A la suite des révélations du site Buzzfeed News, qui avance que le ministre a violenté une de ses collaboratrices, la députée du Calvados Isabelle Attard l'avait interpellé en séance à l'Assemblée. Cette collaboratrice a déclaré avoir été "frappée au visage, à plusieurs reprises" et "vous avez enfermé votre collaboratrice chez vous", avant de la laisser dans la rue "entièrement dévêtue et pieds nus", avait affirmé la députée. Quand cette affaire est sortie, en mars 2016, "vous avez choisi le silence" et "vous ne serez jamais condamné, puisque vous avez acheté le silence de votre victime", avait encore accusé Mme Attard.

Cette lettre ouverte, signée par Isabelle Attard ainsi qu'une trentaine de premiers signataires, dont Julien Bayou, porte-parole national d'EELV, l'acteur Sam Karmann ou le député du Morbihan Philippe Noguès (ex-PS), a ensuite été mise en ligne. Ce vendredi matin, la lettre totalisait quelque 3300 signataires.

Classée sans suite

Ces faits, s’ils sont avérés, constituent pour Isabelle Attard un véritable obstacle à la fonction politique. "Monsieur le président de la République, nous demandons la démission de Jean-Michel Baylet, actuel ministre de l'Aménagement du Territoire. Il a frappé et humilié sa collaboratrice en 2002. Un tel individu n'a pas sa place au gouvernement. #BayletDémission", écrivent les signataires de cette lettre publiée sur le site de pétition "we sign it".

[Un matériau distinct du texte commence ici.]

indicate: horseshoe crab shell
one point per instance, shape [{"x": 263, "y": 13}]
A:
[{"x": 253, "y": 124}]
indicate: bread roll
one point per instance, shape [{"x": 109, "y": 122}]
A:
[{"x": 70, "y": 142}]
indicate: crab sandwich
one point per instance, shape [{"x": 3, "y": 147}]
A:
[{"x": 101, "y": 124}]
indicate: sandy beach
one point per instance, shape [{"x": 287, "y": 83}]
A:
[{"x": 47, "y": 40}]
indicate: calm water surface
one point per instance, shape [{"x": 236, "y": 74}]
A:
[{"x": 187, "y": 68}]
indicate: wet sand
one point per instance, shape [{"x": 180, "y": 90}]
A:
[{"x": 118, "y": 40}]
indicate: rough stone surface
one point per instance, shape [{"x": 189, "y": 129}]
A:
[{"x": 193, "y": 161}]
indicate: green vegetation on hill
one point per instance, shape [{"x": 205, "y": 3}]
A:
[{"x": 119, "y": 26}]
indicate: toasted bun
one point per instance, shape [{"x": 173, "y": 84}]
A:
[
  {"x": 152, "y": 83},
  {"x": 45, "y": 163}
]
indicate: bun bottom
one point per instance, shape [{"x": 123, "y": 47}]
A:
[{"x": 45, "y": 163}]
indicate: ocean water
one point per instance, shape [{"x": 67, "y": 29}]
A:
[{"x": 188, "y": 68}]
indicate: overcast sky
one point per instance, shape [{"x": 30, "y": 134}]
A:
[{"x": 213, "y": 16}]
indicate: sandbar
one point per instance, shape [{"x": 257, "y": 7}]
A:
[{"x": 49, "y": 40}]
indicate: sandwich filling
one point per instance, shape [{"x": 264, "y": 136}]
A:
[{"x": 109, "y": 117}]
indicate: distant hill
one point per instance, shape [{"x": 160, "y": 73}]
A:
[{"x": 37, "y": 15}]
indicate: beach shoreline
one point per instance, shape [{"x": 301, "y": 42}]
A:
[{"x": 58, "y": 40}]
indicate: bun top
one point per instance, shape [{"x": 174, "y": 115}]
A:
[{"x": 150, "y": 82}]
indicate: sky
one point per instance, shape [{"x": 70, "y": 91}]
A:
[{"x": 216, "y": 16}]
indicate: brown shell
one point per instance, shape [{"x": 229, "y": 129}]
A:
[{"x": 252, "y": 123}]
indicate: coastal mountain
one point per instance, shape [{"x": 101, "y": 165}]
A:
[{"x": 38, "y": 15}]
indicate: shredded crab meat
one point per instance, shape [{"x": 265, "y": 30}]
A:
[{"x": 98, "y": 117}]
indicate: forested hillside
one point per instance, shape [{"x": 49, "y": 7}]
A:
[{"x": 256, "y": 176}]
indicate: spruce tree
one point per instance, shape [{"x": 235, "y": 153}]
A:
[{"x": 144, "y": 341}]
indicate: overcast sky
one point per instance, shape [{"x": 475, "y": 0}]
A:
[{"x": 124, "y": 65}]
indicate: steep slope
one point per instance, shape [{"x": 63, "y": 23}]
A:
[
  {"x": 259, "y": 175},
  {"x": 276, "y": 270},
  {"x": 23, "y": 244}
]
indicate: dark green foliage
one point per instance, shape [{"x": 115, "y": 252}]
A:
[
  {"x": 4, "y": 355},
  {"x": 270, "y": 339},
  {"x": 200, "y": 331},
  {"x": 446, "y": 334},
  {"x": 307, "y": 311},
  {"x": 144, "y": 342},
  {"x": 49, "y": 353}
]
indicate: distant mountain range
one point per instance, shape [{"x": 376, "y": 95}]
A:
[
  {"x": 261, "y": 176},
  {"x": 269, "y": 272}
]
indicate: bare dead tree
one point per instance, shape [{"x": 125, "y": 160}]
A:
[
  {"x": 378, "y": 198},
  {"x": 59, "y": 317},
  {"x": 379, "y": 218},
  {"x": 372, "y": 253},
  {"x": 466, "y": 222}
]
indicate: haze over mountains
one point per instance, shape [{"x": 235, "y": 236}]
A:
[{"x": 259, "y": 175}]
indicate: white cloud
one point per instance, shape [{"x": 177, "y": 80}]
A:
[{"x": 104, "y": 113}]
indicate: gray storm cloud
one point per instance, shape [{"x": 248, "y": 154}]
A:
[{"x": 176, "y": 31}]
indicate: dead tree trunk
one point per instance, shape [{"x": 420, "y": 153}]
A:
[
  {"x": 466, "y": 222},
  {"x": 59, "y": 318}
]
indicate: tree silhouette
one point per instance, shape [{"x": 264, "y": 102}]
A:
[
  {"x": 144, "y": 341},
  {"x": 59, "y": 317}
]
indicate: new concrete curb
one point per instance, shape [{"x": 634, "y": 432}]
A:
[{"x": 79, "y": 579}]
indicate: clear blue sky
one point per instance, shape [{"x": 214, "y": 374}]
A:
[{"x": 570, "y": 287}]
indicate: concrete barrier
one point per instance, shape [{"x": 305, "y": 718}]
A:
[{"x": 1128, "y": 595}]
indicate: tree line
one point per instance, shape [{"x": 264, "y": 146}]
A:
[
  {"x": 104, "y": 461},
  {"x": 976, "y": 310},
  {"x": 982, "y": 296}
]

Ils poursuivent : "En 14 ans, jamais Monsieur Baylet n’a contesté ces faits. Ni en public, ni devant la justice. […] Jusqu’à ce mardi 11 octobre 2016." En réponse aux allégations de la députée, Jean-Michel Baylet a en effet expliqué qu’"il y a eu une instruction judiciaire dans cette affaire", finalement "classée sans suite".

"De notoriété publique"

Des affirmations pourtant mises à mal par le gendarme en charge de l’enquête, qui a indiqué à Buzzfeed News, sous couvert d’anonymat, qu’aucune instruction judiciaire n’a vu le jour dans cette affaire, le procureur de Montauban ayant ordonné l’arrêt de l’enquête. "Ce mensonge d’un ministre à l’Assemblée nationale a un triste précédent : le mensonge du ministre Jérôme Cahuzac en 2013", poursuit Isabelle Attard. "Monsieur le Président, vous avez commis une erreur en nommant Jean-Michel Baylet ministre, alors que cette agression était de notoriété publique. Il est encore temps pour vous de limoger ce ministre. Sinon, votre erreur deviendra une faute."

Face à ces accusations, les avocats de Jean-Michel Baylet avaient prévenu : "A la suite des attaques menées sur internet par Madame Isabelle Attard" à l'encontre du ministre, celui-ci les avait chargé "d’engager des poursuites en diffamation". "En effet, ces attaques contiennent des propos mensongers, font état d’un témoignage anonyme des plus douteux et accusent Monsieur Jean-Michel Baylet d’avoir menti devant l’Assemblée Nationale. La plainte sera déposée dans les jours qui viennent", indiquaient-ils par communiqué en début de semaine.